One Wybelenna was a house born out of a remnant of a Robin Gibson cottage that existed on the site and was a bit of a landmark in the area. The design, inspired by the work of both Gibson (and Neutra in turn) is a contemporary re-interpretation of the modernist language and remains a narrative throughout the design down to the “orb” fireplace. The house enjoys a long, linear plan with all rooms designed to soak up winter sun and give direct pool and garden access for the long summers. The house, despite its size, has a strong sustainability agenda and includes turf roofs, 140,000L of water, 15KW of solar power, recycled materials (stone and timber) along with all the “first principal” design ideas that one would expect. A natural palette of zinc, tallowwood, slate and travertine create a robust aesthetic that aims toward a timeless architecture.

One Wybelenna, while a luxury house, has a strong sustainability agenda. Apart from the obvious ‘first principal’ approach to the design with regards to northern sun, cross flow ventilation and thermal mass, a number of more sophisticated ideas have been incorporated. The house has been thermally engineered and wind patterns mapped, turf roofs as well as 140,000L of water (in the reused shell of the old swimming pool), 15kw of solar power, recycled timber (and some of the stone) and low-e glass. 300 additional trees have also been planted in the waterway area.

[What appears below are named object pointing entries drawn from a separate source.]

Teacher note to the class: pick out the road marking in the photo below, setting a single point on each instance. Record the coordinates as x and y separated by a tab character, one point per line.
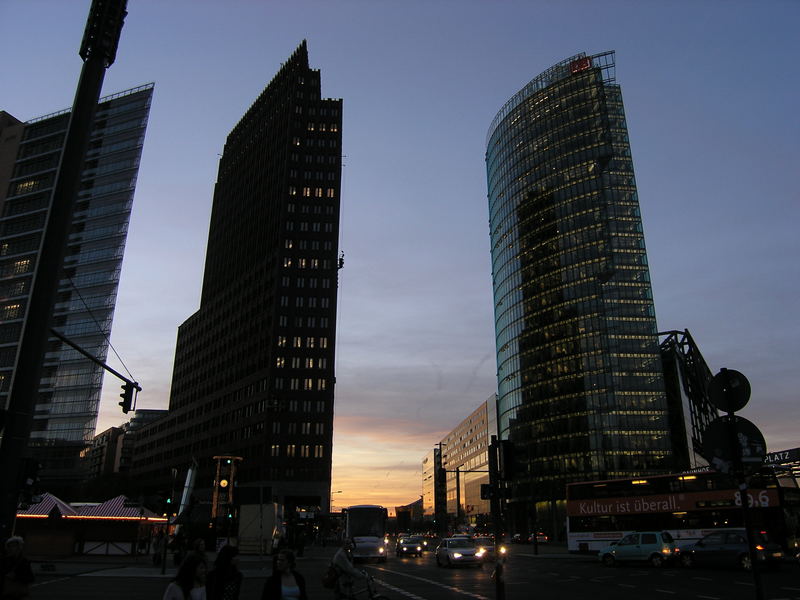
431	581
51	581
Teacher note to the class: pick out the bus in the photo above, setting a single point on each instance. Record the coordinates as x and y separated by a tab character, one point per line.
688	505
365	525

The old Gibson cottage was a well known structure along Moggil Road that resonated with passers-by. The “sustained existence” of a stone pavilion in Gibson’s original location maintains the houses place in the local’s memory. Boundary fencing has also been pulled back off the street to give over a significant landscape zone to the public realm.

The clients were particularly concerned with preservation of habitat and reuse of original site materials whilst maintaining a contemporary, reinterpretation of the original architecture. To this end, the original swimming pool was reused as a water tank and all of the existing stone was reclaimed. The turf roof provides an ongoing habitat for a plover (native bird species) family originally occupying the site, whilst simultaneously reducing glare and allowing the house to merge within the preserved landscape.